Title: Leveraging strategic interactions for causal discovery
Abstract: Machine Learning algorithms often prompt individuals to strategically modify their observable attributes to receive more favorable predictions. As a result, the distribution the predictive model is trained on may differ from the one it operates on in deployment. While such distribution shifts, in general, hinder accurate predictions, our work identifies a unique opportunity associated with shifts due to strategic responses. We show that we can use strategic responses effectively to recover causal relationships between the observable features and outcomes we wish to predict.
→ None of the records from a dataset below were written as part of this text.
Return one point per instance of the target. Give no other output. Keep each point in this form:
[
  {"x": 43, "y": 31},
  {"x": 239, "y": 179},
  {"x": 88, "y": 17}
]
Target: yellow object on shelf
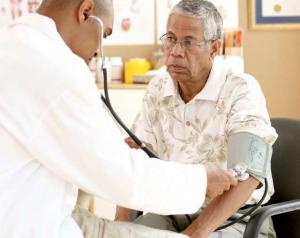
[{"x": 136, "y": 67}]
More specifically, we study a game-theoretic model in which a principal deploys a sequence of models to predict an outcome of interest (e.g., college GPA) for a sequence of strategic agents (e.g., college applicants). In response, strategic agents invest efforts and modify their features for better predictions. In such settings, unobserved confounding variables can influence both an agent's observable features (e.g., high school records) and outcomes. Therefore, standard regression methods generally produce biased estimators. To address this issue, our work establishes a novel connection between strategic responses to machine learning models and instrumental variable (IV) regression, by observing that the sequence of deployed models can be viewed as an instrument that affects agents' observable features but does not directly influence their outcomes. Therefore, two-stage least squares (2SLS) regression can recover the causal relationships between observable features and outcomes. Beyond causal recovery, we can build on our 2SLS method to address two additional relevant optimization objectives: agent outcome maximization and predictive risk minimization.
This work is joint with Keegan Harris, Daniel Ngo, Logan Stapleton, and Hoda Heidari.